Shares in 123.ie parent company RSA plunged today after it suspended three senior executives in its Irish business over “issues” expected to result in a £70m (€83m) profits hit.
RSA chief executive Simon Lee said he was “extremely disappointed” by the disclosure as the group announced an independent review into financial and regulatory controls in the Ireland division.
Mr Lee insisted the issues would not have a material long term impact on the group but this was not enough to prevent shares falling by as much as 16% as investors digested the second RSA profits warning in less than a week.
A few days earlier the group said last month’s St Jude’s storm would leave it nursing a £65m (€78m) hit after it wrought havoc across the UK and northern Europe.
The double blow meant that at one stage during today’s session, shares were a fifth lower than they were at the close last Monday, though they later pared back some of the losses.
On Friday, the group announced after trading closed that RSA Insurance Ireland had suspended chief executive Philip Smith, chief financial officer Rory O’Connor and claims director Peter Burke pending the outcome of an investigation.
The group said a routine internal audit had uncovered “issues” that would result in an operating result £70m (€83m) below market expectations, and that it was now cooperating with the Central Bank of Ireland on an internal probe.
It stressed: “No findings have been made against any individuals at this time.”
The group said at the weekend that PwC had been appointed to undertake a “comprehensive review of the issues identified last week in its Irish claims and finance functions” without giving further details of what the issues were.
In a statement, it said: “The review will focus on the financial and regulatory reporting processes and controls within the Irish business and the group oversight and controls of the Irish business during the relevant period.
“The review will also assess the adequacy of the remedial actions being taken.
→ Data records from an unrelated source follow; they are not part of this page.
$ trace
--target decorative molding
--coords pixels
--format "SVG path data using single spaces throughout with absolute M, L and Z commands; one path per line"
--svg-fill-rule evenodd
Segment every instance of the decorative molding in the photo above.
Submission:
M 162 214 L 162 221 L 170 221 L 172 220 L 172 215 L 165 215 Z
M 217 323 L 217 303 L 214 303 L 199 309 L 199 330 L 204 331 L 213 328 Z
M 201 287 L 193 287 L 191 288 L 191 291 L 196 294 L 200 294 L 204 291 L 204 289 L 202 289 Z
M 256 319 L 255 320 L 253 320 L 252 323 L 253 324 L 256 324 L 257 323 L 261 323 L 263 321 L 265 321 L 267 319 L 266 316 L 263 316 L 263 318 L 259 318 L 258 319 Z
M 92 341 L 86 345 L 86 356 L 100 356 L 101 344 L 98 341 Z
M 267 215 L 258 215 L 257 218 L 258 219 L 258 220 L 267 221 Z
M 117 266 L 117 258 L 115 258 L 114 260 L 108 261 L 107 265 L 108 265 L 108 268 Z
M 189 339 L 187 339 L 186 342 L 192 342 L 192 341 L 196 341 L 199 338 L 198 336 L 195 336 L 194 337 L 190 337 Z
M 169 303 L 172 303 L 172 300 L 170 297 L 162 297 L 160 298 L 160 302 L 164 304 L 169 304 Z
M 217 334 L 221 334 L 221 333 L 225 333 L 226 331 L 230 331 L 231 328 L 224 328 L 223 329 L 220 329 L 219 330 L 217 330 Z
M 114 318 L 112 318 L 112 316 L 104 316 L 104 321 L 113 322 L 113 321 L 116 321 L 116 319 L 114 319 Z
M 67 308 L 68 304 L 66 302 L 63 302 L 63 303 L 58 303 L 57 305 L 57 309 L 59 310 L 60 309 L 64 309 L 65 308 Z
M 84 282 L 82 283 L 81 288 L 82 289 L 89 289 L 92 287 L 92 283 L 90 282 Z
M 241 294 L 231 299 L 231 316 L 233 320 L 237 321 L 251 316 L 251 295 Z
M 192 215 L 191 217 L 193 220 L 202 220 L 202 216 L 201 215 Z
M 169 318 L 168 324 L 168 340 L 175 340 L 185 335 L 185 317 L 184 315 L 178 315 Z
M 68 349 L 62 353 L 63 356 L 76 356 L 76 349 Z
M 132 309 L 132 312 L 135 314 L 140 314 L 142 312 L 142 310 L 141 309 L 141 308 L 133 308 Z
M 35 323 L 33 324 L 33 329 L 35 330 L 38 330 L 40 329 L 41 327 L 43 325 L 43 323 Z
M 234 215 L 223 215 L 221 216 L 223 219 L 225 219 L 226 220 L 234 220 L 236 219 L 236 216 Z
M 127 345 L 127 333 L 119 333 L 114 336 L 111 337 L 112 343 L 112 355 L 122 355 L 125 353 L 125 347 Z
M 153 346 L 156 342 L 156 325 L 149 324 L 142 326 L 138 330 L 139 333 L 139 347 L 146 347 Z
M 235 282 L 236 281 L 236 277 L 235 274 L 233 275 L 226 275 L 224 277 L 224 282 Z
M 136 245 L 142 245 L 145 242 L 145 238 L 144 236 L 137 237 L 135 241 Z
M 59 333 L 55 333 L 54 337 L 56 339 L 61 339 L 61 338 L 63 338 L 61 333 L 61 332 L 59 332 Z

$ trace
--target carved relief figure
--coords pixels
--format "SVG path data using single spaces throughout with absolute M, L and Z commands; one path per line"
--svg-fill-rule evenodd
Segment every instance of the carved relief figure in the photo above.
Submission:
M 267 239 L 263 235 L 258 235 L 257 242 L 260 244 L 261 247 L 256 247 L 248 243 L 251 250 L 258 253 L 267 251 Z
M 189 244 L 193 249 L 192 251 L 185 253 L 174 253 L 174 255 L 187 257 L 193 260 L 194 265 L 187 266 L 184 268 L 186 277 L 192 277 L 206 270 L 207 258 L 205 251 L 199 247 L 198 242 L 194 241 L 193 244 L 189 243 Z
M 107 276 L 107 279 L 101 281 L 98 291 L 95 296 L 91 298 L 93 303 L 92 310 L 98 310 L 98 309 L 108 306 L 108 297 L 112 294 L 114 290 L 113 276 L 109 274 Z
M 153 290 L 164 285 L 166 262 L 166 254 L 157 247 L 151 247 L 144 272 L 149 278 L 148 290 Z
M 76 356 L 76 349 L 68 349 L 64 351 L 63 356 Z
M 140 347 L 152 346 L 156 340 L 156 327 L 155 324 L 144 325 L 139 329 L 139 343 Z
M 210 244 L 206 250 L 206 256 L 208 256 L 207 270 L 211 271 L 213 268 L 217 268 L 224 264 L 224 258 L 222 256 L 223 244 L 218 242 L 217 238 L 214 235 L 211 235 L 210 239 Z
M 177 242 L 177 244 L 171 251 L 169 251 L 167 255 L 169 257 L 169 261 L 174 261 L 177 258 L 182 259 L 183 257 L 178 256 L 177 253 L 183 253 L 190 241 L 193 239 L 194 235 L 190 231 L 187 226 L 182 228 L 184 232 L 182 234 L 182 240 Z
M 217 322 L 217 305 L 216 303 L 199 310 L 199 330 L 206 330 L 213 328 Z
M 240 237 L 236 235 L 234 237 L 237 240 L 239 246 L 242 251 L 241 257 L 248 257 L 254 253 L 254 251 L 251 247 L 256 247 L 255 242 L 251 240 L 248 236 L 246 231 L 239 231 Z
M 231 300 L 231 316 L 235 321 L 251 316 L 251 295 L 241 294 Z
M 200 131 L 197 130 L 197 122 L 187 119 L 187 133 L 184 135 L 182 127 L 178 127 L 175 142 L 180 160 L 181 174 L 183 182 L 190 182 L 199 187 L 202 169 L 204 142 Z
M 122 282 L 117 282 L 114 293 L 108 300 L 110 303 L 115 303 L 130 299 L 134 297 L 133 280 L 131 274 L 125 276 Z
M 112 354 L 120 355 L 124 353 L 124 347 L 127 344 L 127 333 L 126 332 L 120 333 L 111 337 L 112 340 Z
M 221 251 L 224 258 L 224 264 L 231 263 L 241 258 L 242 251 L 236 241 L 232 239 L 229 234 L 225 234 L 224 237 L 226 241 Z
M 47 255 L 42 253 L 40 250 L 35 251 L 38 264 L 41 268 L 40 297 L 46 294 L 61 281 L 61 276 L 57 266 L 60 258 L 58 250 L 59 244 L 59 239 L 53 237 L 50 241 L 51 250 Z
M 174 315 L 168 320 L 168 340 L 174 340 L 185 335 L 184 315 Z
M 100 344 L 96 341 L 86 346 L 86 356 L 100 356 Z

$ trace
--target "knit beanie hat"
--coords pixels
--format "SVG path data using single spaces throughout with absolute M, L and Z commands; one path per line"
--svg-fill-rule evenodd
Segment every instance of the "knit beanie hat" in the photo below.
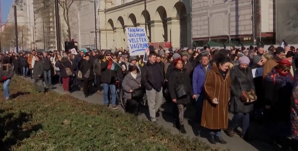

PwC will report back to the RSA board before the end of the year.
Mr Lee said: “We are extremely disappointed with the issues which have been identified and their financial impact on the group. While the investigation is ongoing, I am confident that these issues are isolated to the Irish business.
“No policyholders have been affected and all our Irish businesses continue to operate as normal. Nevertheless, we want to ensure that the actions being taken in Ireland and across the group are correct and that all lessons are learnt.
“While these issues are serious, they do not have a material, long term impact on the group.
“Our capital position remains robust and we remain committed to our dividend policy which is aligned with market expectations for the full year final 2013 dividend.”